Never one to miss an opportunity to remind us how much he despises civil rights, evangelist Franklin Graham took to Facebook to express his utter dismay over the Supreme Court’s recent 6-3 decision saying sex discrimination laws apply to gay and transgender people.
I believe this decision erodes religious freedoms across this country. People of sincere faith who stand on God’s Word as their foundation for life should never be forced by the government to compromise their religious beliefs. Christian organizations should never be forced to hire people who do not align with their biblical beliefs and should not be prevented from terminating a person whose lifestyle and beliefs undermine the ministry’s purpose and goals.
As a Bible-believing follower of Jesus Christ, my rights should be protected. Even if my sincerely held religious beliefs might be the minority, I still have a right to hold them. The same holds true for a Christian organization. These are the freedoms our nation was founded on.
The Supreme Court does not override and will never overturn the Word of God. One day we will all have to stand before God, the Righteous Judge, whose decisions are not based on politics or the whims of culture. His laws are true and are the same yesterday, today, and forever.

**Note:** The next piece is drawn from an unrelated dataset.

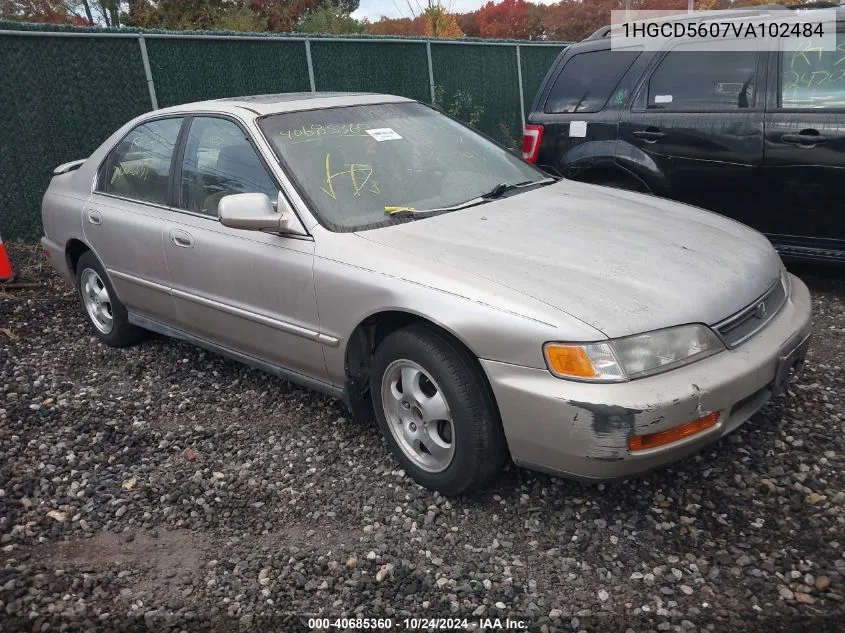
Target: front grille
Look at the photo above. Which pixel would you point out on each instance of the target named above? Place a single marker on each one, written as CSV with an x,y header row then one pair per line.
x,y
740,327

To be clear, no one’s making Christian organizations hire anyone they don’t want to hire. The ruling doesn’t apply to churches. In addition, it’s an open question of whether the ruling applies to religious groups that receive federal funding. And even beyond that, there’s nothing preventing employers from openly stating other reasons to fire an LGBTQ employee. But in the secular sphere, people’s gender identity or sexual orientation should not affect their ability to be hired or keep their current job.
As the old adage goes, “Equal rights for everyone does not mean fewer rights for you; it’s not pie.” Leave it to Graham to complain about the prospect of other people having their rights protected. There is arguably no demographic that enjoys greater rights and privileges in the United States than Christians (white ones, particularly).
But to people like Graham, even a small step toward equality feels like persecution.